Philip Alston, the UN Special Rapporteur on extrajudicial executions, said in a new report that legal justifications for targeted killings were often based on “excessively broad circumstances” and there was a lack of essential accountability mechanisms to ensure that they were legal.
“In terms of the first problem, there are indeed circumstances in which targeted killings may be legal,” Mr. Alston noted. “They are permitted in armed conflict situations when used against combatants or fighters, or civilians who directly engage in combat-like activities.
“But they are increasingly being used far from any battle zone. The United States, in particular, has put forward a novel theory that there is a ‘law of 9/11’ that enables it to legally use force in the territory of other States as part of its inherent right to self-defence on the basis that it is in an armed conflict with al-Qaida, the Taliban and ‘associated forces’, although the latter group is fluid and undefined.
“This expansive and open-ended interpretation of the right to self-defence goes a long way towards destroying the prohibition on the use of armed force contained in the UN Charter. If invoked by other States, in pursuit of those they deem to be terrorists and to have attacked them, it would cause chaos,” Mr. Alston writes in his report to the UN Human Rights Council.
He emphasized that he did not question the seriousness of the challenges posed by terrorism, saying he wholeheartedly condemned actions of al-Qaida and other groups that killed innocent civilians, as well as those that increased the danger of attacks on civilians by hiding in their midst.
“But the fact that such enemies do not play by the rules does not mean that a government can cast those rules aside or unilaterally re-interpret them. The credibility of any government’s claim that it is fighting to uphold the rule of law depends on its willingness to disclose how it interprets and applies the law – and the actions it takes when the law is broken,” according to Mr. Alston.

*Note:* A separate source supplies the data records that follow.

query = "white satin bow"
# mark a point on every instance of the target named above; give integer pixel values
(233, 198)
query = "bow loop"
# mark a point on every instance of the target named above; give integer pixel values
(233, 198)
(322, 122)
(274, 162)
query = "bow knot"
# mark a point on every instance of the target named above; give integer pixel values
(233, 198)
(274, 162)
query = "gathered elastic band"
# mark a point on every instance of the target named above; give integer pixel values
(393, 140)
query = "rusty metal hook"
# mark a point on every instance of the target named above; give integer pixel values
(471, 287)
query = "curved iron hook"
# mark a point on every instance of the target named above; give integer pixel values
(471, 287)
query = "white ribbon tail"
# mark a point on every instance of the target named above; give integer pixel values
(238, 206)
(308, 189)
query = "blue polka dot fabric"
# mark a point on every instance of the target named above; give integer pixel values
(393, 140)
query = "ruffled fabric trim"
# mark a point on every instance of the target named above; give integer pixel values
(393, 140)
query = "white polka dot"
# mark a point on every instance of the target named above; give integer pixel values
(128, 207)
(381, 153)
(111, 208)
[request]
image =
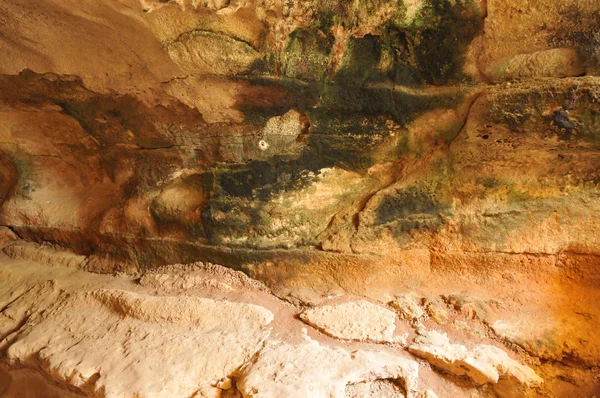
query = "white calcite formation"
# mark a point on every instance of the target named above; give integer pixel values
(312, 370)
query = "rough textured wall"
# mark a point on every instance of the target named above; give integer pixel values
(304, 138)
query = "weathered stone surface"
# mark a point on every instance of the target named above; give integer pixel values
(355, 320)
(408, 307)
(115, 342)
(282, 370)
(446, 148)
(482, 364)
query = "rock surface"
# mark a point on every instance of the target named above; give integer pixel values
(437, 149)
(355, 320)
(482, 364)
(67, 332)
(324, 372)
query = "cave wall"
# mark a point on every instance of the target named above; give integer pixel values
(342, 139)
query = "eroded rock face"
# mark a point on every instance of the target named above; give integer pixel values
(273, 373)
(447, 149)
(355, 320)
(350, 128)
(482, 364)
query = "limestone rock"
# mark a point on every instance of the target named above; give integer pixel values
(435, 310)
(282, 370)
(121, 343)
(354, 320)
(408, 308)
(558, 62)
(482, 364)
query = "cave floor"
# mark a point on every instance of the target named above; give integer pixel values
(203, 330)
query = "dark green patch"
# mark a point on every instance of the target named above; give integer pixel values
(306, 54)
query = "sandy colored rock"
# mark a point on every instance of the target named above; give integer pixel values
(122, 343)
(354, 320)
(482, 364)
(559, 62)
(281, 370)
(408, 307)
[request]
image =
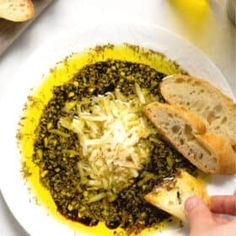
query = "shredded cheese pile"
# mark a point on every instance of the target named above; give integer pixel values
(111, 133)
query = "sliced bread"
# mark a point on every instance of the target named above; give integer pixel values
(217, 110)
(171, 195)
(16, 10)
(210, 153)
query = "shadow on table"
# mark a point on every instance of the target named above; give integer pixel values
(16, 229)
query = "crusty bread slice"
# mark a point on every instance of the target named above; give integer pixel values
(210, 153)
(16, 10)
(171, 195)
(217, 110)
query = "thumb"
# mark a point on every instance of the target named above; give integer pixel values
(198, 214)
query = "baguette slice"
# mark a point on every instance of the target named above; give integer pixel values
(217, 110)
(171, 196)
(210, 153)
(16, 10)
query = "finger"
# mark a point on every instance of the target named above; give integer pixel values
(220, 220)
(223, 204)
(198, 214)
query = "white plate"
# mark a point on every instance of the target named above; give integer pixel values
(31, 216)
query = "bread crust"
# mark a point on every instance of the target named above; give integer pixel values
(171, 195)
(222, 152)
(211, 90)
(6, 10)
(196, 122)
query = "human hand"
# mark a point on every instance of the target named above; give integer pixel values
(205, 222)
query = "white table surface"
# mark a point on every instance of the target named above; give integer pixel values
(212, 32)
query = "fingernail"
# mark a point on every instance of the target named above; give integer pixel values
(191, 203)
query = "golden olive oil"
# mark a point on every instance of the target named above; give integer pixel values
(40, 97)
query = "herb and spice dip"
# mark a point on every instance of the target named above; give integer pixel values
(88, 153)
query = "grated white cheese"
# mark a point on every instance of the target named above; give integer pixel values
(111, 135)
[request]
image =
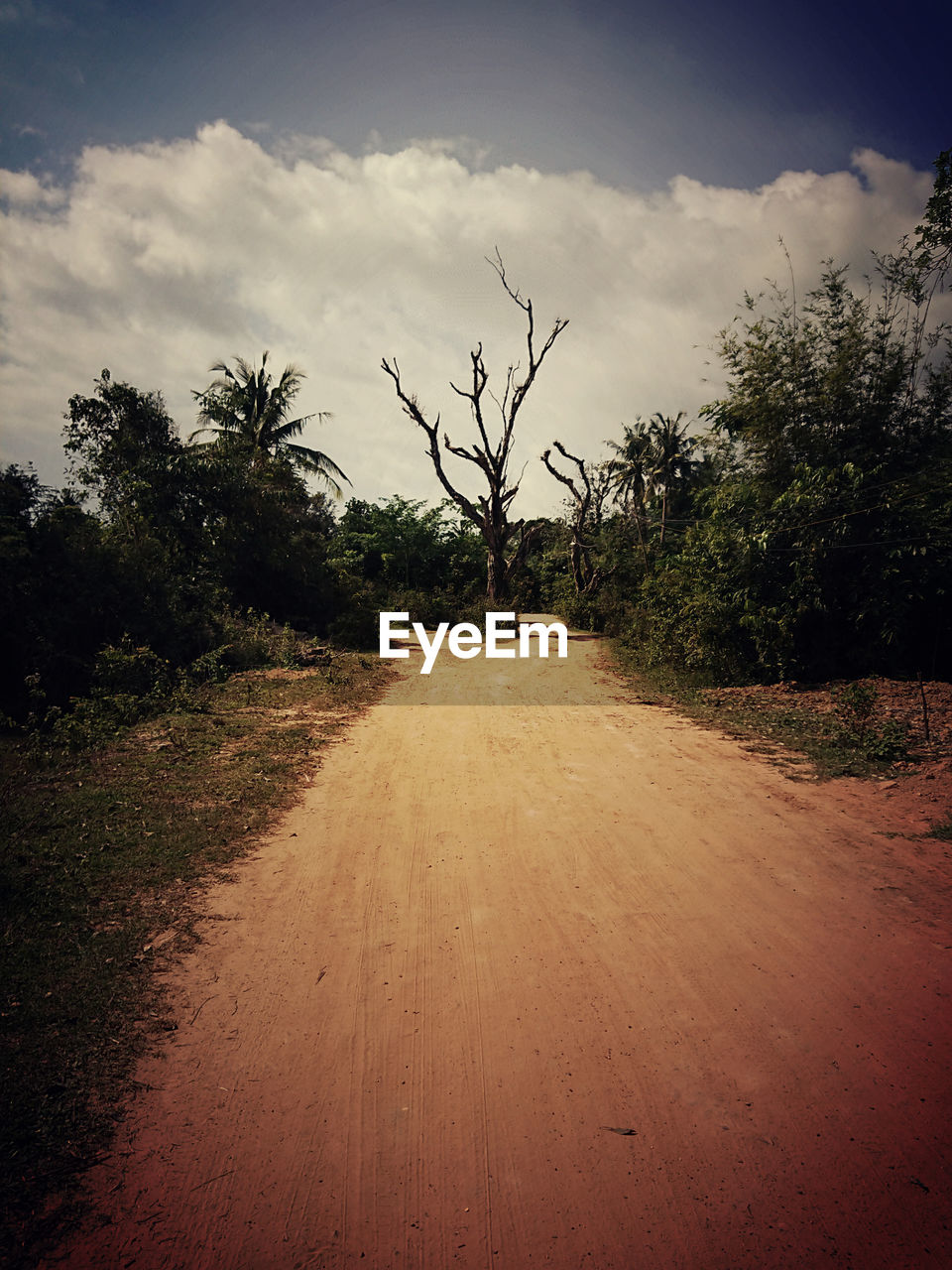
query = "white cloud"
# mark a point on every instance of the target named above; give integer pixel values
(160, 259)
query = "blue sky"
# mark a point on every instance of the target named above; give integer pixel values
(181, 182)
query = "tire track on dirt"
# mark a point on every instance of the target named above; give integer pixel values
(540, 922)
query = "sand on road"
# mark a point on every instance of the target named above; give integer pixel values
(537, 975)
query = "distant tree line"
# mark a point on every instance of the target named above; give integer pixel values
(801, 527)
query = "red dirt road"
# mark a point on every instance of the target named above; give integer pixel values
(558, 980)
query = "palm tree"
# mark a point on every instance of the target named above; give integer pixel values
(245, 408)
(631, 471)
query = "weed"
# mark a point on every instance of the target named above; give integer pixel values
(103, 844)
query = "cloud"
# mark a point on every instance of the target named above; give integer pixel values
(157, 261)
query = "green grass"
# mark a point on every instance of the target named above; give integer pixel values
(830, 743)
(100, 851)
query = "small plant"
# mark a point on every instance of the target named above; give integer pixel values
(855, 705)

On accountability, Mr. Alston observed that international law requires that States using targeted killings demonstrate that they are complying with the various rules governing their use in situations of armed conflict.
“The clearest challenge to this principle today comes from the programme operated by the United States’ Central Intelligence Agency (CIA) in which targeted killings are carried out from unmanned aerial vehicles or drones. It is clear that many hundreds of people have been killed as a result, and that this number includes some innocent civilians,” Mr. Alston said.
“Because this programme remains shrouded in official secrecy, the international community does not know when and where the CIA is authorized to kill, the criteria for individuals who may be killed, how it ensures killings are legal, and what follow-up there is when civilians are illegally killed.
“In a situation in which there is no disclosure of who has been killed, for what reason, and whether innocent civilians have died, the legal principle of international accountability is, by definition, comprehensively violated,” Mr. Alston said.
He contrasted the lack of accountability during targeted killings to the established practice in the United States Department of Defense, where controversial military decisions can be reviewed.
“While it is by no means perfect, the United States military has a relatively public accountability process, as demonstrated earlier this week by its report on the incident in Uruzgan, Afghanistan, in which at least 23 civilians were killed based on erroneous intelligence from surveillance drone operators,” Mr. Alston said.
“Intelligence agencies, which by definition are determined to remain unaccountable except to their own paymasters, have no place in running programmes that kill people in other countries,” Mr. Alston added.
The Special Rapporteur reports to the Human Rights Council, which is based in Geneva, and serves in an independent and unpaid capacity.